Et les autres étaient jaloux de cette audace, et ils le montraient par quelque ricanement provocateur, ou bien encore ils avaient peur de ce continent inconnu comme ils avaient peur de leurs chers élèves noirs ou arabes, trop sombres pour être clairs. Et elle travaillait sur un noir, c'est tout dire. Un quelconque indien encore, passe. Ils ont tant souffert, mais c'est quand même mieux qu'ils soient peu. Mais un noir, un noir bien noir, tout ce qu'il y a de plus noir. S'ils avaient su l'anglais ils auraient fait un mauvais jeu de mot sur les goûts « kinky » de cette fille avaleuse de vie, « kinky » comme crépu et noir, ou « kinky » comme marginal et pervers. « A kinky black girl with kinky tastes for kinky sex. » Une fille noire crêpue avec des goûts bizarres pour la sexualité extrême, lui dirait une machine à traduire sans âme.
Bref rien de bien amusant pour une fille qui croyait voir le soleil percer sans cesse le ciel gris de cette région du Nord. Alors, vive le changement! Et cette fois, elle allait en prendre pour son argent. C'était ça, sa jeunesse. Car elle était encore jeune, malgré tous ses travaux et les quelques rides d'intellectuelles qui rayaient ses tempes dégarnies.
Journaliste de théâtre ou de littérature, d'opéra ou de ballet, écrivain pour les petits ou les grands, en radio ou en presse, en livres ou même en images, scientifique bardée de diplômes, même si ses collègues universitaires riaient un peu à cette folle hirsute qui touchait à tout, disaient-ils, mais ne finissaient vraiment rien. C'est que pour eux ouvrir des portes ne sert à rien si on n'installe pas aussitôt quelque garde fou pour empêcher l'intellectuel moyen de tomber. Et c'est bien qu'elle oubliait volontairement le plus souvent de les installer ces garde fou, ces barrières muselières et laisses à chien tout à la fois, ces barricades qui bouchent la vue au-delà de la porte ouverte. Elle aimait le grand vent et elle ne tirait jamais les volets de ces portes cochères qu'elle faisait sauter pour contempler les hautes cimes de quelques montagnes inconnues. Et elle était même enseignante dans un petit lycée technique assez minable et sans grande ambition. En d'autres termes, elle survivait et même jouissait de cette survie suractive assez souvent, quand une relâche intellectuelle s'installait et lui permettait de voir venir sans rien faire plutôt que de courir en avant sans avoir le temps de regarder en arrière les faces éberluées des témoins de sa percée permanente à travers quelque béton social qu'elle refusait de respecter, car on ne respecte pas le béton, on le perce, on le dynamite, on le détruit et rien d'autre. Parfois on le coule, mais simplement pour permettre plus tard qu’on le fasse sauter, et pas sur vos genoux, Mademoiselle.

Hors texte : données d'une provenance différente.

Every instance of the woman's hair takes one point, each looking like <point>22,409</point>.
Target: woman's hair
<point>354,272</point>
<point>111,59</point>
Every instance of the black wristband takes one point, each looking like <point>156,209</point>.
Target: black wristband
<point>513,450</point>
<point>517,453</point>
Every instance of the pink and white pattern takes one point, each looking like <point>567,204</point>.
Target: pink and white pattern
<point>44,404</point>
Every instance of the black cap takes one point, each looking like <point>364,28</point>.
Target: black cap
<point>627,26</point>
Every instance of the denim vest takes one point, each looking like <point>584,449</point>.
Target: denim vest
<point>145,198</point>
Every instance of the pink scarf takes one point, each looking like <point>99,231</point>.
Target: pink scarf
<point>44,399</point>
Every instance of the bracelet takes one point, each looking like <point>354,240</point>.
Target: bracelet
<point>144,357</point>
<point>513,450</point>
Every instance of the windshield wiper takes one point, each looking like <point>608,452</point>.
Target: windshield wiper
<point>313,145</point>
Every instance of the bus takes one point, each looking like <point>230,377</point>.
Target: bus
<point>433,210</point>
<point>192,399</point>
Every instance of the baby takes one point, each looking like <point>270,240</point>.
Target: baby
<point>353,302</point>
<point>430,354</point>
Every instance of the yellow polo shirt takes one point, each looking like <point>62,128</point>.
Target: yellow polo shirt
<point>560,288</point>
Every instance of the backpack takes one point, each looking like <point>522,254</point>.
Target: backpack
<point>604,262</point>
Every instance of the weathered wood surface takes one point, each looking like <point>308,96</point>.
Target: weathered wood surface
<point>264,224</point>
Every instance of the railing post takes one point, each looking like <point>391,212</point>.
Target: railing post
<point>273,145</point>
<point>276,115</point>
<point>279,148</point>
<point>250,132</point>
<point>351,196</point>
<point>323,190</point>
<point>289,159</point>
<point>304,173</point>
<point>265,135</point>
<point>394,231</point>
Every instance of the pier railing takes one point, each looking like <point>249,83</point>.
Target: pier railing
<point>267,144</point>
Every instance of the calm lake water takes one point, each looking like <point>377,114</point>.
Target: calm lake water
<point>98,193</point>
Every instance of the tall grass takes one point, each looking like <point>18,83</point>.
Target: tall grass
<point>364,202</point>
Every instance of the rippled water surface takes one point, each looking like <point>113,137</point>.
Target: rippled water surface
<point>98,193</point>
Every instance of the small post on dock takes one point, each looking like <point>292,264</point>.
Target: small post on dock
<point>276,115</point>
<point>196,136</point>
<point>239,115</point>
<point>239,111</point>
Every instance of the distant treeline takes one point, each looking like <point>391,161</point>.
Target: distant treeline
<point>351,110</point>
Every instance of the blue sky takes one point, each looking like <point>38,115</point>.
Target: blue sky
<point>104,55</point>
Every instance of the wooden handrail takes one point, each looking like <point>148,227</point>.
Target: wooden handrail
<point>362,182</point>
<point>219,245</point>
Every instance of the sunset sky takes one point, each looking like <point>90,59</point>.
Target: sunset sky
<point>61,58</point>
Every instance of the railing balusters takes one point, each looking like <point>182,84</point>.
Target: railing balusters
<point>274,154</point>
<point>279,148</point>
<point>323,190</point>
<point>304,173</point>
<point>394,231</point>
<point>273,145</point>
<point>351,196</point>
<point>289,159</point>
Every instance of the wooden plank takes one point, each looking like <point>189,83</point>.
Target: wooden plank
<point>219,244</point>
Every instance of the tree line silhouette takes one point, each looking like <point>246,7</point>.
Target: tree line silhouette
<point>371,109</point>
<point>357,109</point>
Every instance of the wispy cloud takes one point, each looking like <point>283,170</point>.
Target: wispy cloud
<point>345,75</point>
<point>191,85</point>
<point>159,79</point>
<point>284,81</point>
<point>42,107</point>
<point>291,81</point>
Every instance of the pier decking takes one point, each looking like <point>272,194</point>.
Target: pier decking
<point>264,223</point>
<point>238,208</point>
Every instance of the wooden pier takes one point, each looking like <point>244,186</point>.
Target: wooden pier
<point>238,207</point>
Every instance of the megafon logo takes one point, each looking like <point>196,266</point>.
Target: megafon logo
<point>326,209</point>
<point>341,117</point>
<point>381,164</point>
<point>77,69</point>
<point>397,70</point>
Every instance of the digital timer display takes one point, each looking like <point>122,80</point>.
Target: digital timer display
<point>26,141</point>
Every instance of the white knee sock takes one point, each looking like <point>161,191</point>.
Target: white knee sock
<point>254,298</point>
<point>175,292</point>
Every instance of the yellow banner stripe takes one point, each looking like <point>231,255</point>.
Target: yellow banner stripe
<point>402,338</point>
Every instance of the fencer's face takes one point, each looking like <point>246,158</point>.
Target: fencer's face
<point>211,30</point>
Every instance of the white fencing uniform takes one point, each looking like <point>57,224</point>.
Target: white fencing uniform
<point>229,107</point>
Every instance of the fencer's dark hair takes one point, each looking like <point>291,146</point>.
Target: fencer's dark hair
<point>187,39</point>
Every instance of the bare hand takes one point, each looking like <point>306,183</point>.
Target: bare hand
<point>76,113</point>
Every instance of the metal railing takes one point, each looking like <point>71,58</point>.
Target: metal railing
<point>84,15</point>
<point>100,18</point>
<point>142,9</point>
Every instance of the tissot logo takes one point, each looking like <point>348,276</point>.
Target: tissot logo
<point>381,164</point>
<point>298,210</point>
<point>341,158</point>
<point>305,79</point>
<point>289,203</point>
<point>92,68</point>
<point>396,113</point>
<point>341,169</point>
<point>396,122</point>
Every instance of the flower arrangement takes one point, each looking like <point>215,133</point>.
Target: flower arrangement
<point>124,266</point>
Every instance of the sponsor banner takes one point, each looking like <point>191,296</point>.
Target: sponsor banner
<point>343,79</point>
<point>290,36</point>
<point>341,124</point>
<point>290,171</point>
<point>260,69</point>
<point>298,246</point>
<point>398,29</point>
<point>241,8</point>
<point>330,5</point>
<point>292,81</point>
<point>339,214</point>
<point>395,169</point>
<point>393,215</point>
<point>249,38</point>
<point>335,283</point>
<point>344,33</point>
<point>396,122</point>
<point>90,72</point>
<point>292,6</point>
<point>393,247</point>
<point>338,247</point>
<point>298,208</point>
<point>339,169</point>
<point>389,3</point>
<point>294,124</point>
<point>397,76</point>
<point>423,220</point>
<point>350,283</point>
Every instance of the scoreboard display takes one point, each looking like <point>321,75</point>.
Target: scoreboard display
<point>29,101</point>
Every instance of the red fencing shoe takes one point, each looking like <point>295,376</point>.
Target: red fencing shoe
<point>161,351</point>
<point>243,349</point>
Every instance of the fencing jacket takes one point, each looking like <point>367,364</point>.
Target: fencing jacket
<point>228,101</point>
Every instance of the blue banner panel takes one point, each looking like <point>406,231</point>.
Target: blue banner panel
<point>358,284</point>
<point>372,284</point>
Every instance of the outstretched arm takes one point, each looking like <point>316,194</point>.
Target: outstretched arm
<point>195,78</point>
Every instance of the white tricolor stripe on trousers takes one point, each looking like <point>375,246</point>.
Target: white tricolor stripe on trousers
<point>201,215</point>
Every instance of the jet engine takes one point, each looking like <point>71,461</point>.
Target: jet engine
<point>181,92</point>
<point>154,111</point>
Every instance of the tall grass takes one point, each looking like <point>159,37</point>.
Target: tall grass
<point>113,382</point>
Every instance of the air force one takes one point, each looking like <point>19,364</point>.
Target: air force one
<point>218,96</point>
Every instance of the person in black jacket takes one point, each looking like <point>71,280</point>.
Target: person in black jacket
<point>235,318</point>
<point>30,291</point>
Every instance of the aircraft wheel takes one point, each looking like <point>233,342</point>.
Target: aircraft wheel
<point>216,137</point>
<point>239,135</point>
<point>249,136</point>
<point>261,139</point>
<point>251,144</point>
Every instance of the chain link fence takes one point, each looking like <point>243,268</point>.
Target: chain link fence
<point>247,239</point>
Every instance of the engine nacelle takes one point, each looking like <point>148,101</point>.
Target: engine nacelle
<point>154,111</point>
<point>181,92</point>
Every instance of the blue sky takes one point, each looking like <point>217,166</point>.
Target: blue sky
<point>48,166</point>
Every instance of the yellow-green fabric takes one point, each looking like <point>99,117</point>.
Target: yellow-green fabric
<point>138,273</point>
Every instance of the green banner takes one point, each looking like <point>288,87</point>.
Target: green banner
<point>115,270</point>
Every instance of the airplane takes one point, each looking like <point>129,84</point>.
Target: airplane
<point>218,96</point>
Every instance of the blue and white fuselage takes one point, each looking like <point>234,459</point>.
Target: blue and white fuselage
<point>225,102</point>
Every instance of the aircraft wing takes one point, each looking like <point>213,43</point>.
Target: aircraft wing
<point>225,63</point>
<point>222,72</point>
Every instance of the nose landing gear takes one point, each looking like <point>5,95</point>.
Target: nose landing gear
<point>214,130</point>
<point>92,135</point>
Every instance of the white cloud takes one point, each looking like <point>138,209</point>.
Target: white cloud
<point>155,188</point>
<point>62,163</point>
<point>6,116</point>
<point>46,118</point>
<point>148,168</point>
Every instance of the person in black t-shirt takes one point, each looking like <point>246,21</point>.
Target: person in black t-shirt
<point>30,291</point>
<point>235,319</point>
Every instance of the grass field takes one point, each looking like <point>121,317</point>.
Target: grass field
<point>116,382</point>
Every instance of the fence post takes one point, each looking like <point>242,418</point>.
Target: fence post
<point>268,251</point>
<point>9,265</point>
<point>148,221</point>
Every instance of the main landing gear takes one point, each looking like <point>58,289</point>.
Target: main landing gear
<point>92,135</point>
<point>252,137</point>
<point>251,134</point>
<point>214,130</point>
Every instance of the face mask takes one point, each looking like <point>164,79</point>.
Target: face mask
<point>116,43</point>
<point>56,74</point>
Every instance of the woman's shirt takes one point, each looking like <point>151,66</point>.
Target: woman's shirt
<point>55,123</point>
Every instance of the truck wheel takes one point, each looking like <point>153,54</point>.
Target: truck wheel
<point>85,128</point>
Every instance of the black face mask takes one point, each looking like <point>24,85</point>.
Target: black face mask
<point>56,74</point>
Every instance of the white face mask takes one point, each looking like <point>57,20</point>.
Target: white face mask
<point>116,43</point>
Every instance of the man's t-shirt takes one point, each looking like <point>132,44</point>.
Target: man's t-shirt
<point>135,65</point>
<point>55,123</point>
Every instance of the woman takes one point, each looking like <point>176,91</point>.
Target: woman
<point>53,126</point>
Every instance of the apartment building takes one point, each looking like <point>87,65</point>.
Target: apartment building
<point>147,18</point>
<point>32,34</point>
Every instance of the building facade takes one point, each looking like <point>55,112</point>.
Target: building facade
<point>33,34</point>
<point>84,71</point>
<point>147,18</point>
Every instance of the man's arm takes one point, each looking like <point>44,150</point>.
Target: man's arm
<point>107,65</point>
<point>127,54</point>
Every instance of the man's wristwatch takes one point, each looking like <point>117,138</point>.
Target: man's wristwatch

Voilà le panorama ce matin-là.
Un réveil retentit à l'étage. Deux chocs sourds ébranlèrent la charpente.
"Vite! Lève-toi! Rachel! Il est huit heures! Tu vas manquer ton avion!" dit une voix de femme grisonnante aux accents éraillés.
Et ma voix va se taire. L'histoire va prendre corps. L'histoire de Rachel Duthoit ce 2 septembre 1982. Elle a vingt-huit ans, mais qu'importe. Qu'importe qu'elle soit agrégée, docteur, communiste – cela devenait déjà difficile –, qu'elle écrive dans la presse des chroniques souvent littéraires mais pas toujours, car elle aime le théâtre, le ballet, l'opéra, et bien d'autres choses, et qu'elle se commette assez souvent à la poésie et à la littérature. Elle a bien des projets d'œuvres à publier plus que publiées. Mais elle a une notoriété dans cette région, car elle est une femme de radio. Radio Quinquin, c'est tout dire.
Rachel Duthoit, fille d'Abel Duthoit et d'Ezraël Duthoit née Silberman. Son père est mort en 1956 juste après Budapest, jurant ses grands dieux – bien qu'on eût pu penser qu'il n'en avait qu'un – que le monde allait à sa perte. Elle avait deux ans et elle ne s'en souvient pas. Mais on le lui a si souvent dit, raconté, rappelé, récité, parfois même en musique, la musique d'un vaste chant des morts qui n'en finit pas de se dérouler à la voûte sombre de la vie. Elle a toujours vécu avec sa mère, bien qu'elle ait eu pendant deux ans une chambre à Lille. Mais sa mère ignorait ce détail. On ne peut pas toujours tout savoir, n'est-ce pas ? Mais elle vient de mettre un terme à la location. Elle part ce matin pour New York. Alors... !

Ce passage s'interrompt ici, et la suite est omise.